第2話「再会は春風と共に②」

「あ……」


 古びて軋む玄関の扉を押し開けて外に出ると、震える声が耳に飛び込んできた。

 声の主は玄関の扉のすぐ隣に立っていた。


「あ、どうも……おはようございます」


 虚をつかれたものの俺は咄嗟に挨拶をする。この辺りは職業柄だろうか。いついかなるときでも、挨拶の言葉は口をついてまろびでる。

 そこに立っていたのは見知らぬ女性だ。だが、アパートの廊下に立っている以上は、同じアパートの住人なのだろう。ならば、挨拶くらいはしておくべきだ。「おはようございます」と言っておいて、何も悪いことはないのだから。


「あ……えっと……その……」


 だが、俺の予想に反して、無難な挨拶の言葉は返ってこなかった。その女性は落ち着かなさげに視線を惑わせ、何かを言いたげに口をぱくぱくと開けては閉じ、開けては閉じを繰り返している。

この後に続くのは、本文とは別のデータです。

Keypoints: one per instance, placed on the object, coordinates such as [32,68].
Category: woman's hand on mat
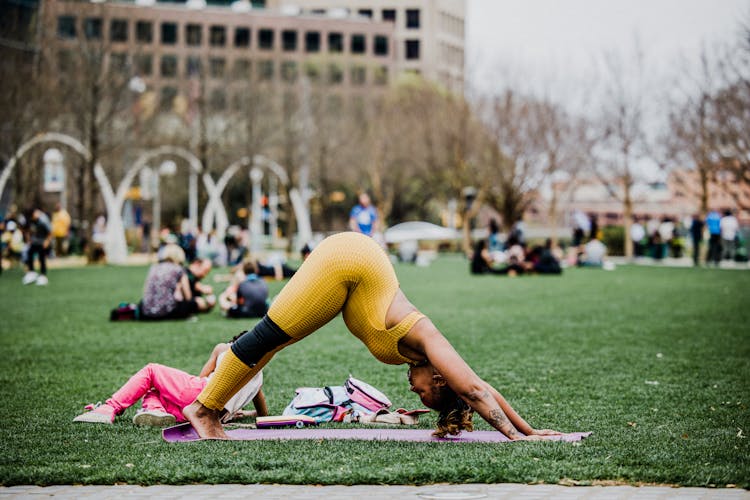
[545,432]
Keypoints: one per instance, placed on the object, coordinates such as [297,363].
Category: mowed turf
[654,361]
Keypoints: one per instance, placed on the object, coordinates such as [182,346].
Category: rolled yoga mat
[185,432]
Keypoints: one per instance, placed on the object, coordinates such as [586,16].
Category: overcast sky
[563,37]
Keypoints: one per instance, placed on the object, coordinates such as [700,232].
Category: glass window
[380,75]
[242,37]
[217,67]
[168,67]
[144,31]
[65,61]
[166,98]
[335,42]
[118,30]
[118,62]
[218,99]
[389,15]
[289,71]
[66,27]
[265,70]
[242,68]
[358,75]
[144,64]
[92,28]
[358,45]
[381,45]
[312,41]
[312,71]
[289,40]
[412,49]
[193,66]
[265,39]
[335,74]
[412,18]
[334,103]
[193,34]
[168,33]
[218,36]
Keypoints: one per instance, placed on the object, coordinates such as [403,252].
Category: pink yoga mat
[185,432]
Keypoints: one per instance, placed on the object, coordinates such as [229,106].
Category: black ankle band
[262,339]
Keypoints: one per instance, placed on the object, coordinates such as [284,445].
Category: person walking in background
[60,230]
[39,238]
[696,233]
[728,227]
[594,227]
[637,235]
[666,235]
[363,217]
[713,222]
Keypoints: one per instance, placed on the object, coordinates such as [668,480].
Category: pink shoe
[99,414]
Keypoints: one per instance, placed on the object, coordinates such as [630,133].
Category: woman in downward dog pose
[351,274]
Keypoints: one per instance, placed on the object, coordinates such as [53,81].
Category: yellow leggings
[347,273]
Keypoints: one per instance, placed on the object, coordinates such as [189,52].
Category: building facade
[429,35]
[167,47]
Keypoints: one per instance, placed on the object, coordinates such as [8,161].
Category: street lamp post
[256,228]
[53,162]
[166,169]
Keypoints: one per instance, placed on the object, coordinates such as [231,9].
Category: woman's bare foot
[204,420]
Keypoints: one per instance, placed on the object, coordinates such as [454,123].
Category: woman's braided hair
[455,415]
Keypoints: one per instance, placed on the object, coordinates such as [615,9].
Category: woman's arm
[459,376]
[211,363]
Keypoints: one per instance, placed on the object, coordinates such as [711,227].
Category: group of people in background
[175,287]
[512,256]
[33,237]
[668,237]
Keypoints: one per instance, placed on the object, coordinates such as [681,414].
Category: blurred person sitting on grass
[247,295]
[203,295]
[166,391]
[166,292]
[349,273]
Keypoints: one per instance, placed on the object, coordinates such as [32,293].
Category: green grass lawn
[654,361]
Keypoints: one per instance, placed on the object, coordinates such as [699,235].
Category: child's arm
[211,363]
[259,401]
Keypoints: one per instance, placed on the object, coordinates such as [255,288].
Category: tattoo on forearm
[478,396]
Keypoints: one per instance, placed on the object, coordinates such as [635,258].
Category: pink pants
[161,387]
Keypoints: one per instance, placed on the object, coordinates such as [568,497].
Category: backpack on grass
[346,403]
[125,312]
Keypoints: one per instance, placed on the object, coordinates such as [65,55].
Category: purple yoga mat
[185,432]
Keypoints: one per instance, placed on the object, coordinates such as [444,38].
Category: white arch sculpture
[215,209]
[114,244]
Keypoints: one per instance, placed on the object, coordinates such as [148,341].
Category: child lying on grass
[166,391]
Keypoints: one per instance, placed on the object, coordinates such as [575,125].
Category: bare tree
[622,143]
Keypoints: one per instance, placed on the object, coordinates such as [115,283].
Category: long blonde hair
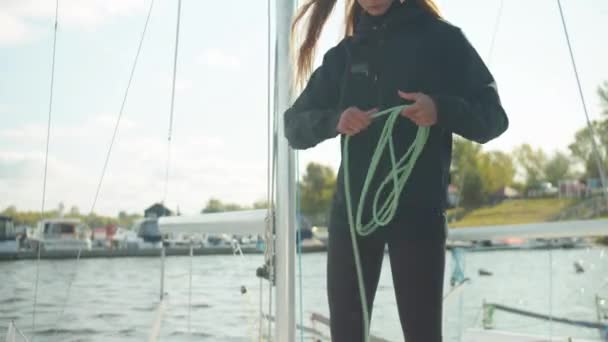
[313,23]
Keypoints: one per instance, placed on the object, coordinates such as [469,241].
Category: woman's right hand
[353,120]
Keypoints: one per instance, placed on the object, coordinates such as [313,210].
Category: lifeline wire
[598,158]
[46,159]
[169,136]
[122,107]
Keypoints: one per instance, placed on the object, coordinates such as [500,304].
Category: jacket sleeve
[314,115]
[475,113]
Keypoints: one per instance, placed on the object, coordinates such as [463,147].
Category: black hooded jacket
[410,50]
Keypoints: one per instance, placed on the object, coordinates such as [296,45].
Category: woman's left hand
[423,112]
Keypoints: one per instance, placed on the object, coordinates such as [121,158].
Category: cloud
[13,30]
[203,165]
[218,59]
[23,20]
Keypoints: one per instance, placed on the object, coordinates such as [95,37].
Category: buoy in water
[483,272]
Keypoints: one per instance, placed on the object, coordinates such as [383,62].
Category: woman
[394,53]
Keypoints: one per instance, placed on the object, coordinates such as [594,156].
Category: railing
[521,289]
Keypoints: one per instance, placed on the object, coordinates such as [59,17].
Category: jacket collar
[398,15]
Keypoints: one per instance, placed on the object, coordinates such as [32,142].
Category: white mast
[285,204]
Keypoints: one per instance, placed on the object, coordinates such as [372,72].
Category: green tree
[472,193]
[465,155]
[602,92]
[316,191]
[558,168]
[582,147]
[496,171]
[533,162]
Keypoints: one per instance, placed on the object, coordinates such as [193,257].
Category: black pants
[417,267]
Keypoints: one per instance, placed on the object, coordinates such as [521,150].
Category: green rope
[383,213]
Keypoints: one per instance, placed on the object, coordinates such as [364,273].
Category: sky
[219,144]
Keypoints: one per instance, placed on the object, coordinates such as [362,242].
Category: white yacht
[60,234]
[8,240]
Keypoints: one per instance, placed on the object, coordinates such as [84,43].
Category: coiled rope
[384,212]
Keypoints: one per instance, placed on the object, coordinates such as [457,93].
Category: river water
[116,299]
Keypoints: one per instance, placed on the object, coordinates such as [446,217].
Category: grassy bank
[512,212]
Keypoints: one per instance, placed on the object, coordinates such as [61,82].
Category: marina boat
[148,234]
[8,239]
[60,234]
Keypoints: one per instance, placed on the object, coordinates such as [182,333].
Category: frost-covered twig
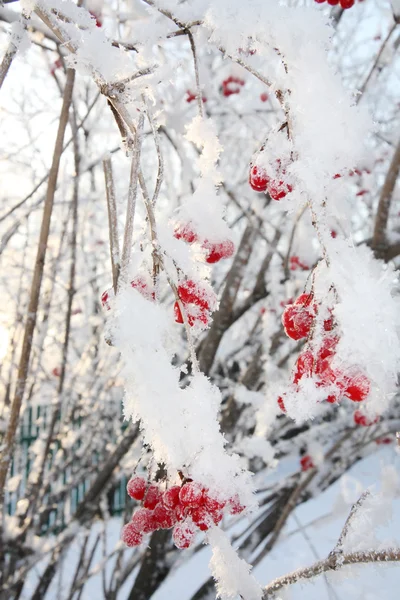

 何か自分に不審な点があっただろうか。俺がそんなことを考え、戸惑っていると、ついに彼女の方は決意を固めたのか、彼女は目に力を込めて、口を開いた。


「あ、あの! 覚えてないですか! 私のこと……!」

「え?」


 覚えてないか、だって?

 そう言われて、俺は改めて女性を観察する。

 桜色のワンピースは春風に揺れ、長い髪は朝の陽ざしを浴び艶やかに煌めく。顔立ちには少女のあどけなさと大人の女性の美しさが入り混じる。子供とも大人ともつかない年齢だ。俺の記憶の中にこんな美しさを持った女性はいない。だが、彼女の澄んだ光をたたえた瞳を見ていると、俺の中に一つの記憶が浮かび上がってくる。

 それは、幼い少女の顔。


「まさか……ひよちゃん……なのか?」


 俺は自分で口に出しながらも、その事実が信じられない。

 だって、俺の記憶の中の「静井ひよ」は、本当に幼い子供だったから。


「そう……です! ひよです! 静井ひよです! ず、ずっと隣に住んでいた……!」

「本当にひよちゃんなのか! 大きくなったな!」


 俺は被っていた仮面を脱ぎ捨て、等身大の自分の言葉を紡ぎ出す。

 彼女の方から声をかけてくれなければ、俺は気が付かずにすれ違ってしまっていただろう。なにせ彼女の再会したのは、ほとんど六年ぶりなのだ。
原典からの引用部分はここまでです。